I first started with an interest in capturing sound that as humans we cannot perceive, specifically infrasound, as a way to collect more information of these natural carved underground cavities. I visited seven different caves and had the chance to do a six-hour long expedition inside an old mine with a local speleologist and a geologist. I combined the field trips with visits to a mineral collection and laboratory in Lausanne, looking for more information about the regions I was exploring from a different perspective: the minerals and crystals formed underground.
After visiting different caves around Switzerland, I decided to focus on the Grottes de Vallorbe, attracted by the special acoustic of its limestone formations. I added a new layer for my sound explorations by creating sounds from different sources and recording how this particular space reflected them. This all-sound experience was very revealing to me and brought me to think of sound from new perspectives that will certainly influence my future works and general reflections on our relationship to nature.
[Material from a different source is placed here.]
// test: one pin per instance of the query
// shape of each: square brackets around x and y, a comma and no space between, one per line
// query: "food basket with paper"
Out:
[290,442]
Alongside this, I worked on a site-specific installation/action at the entrance of a cave documented on a video that explores darkness as a material entity. It was also part of a series I have been doing lately, that consists of inserting a fictional element into the landscape, whose movement evokes the invisible geological forces that shape the environment – in this case the unseen water and rivers that have gradually carved the stone over time. The title The Breath of a Cave (El Aliento de una cueva) comes from a very simple way through which many hidden caves have been discovered through history, i.e. by feeling a draught of cold air coming out from a rocky wall. — Mónica Naranjo Uribe
The artistic practice of Mónica Naranjo Uribe is centered around the intimate and physical exploration of territories that she combines with scientific research, looking for a way to connect the invisible to our human scale and perceptions. She is interested in how fiction becomes a way to enter the inaccessible and, paradoxically, allow us to connect to the natural environment in a deeper way. She has centered her research on geological processes, to understand territories from their physical behavior and recognize them as alive beings.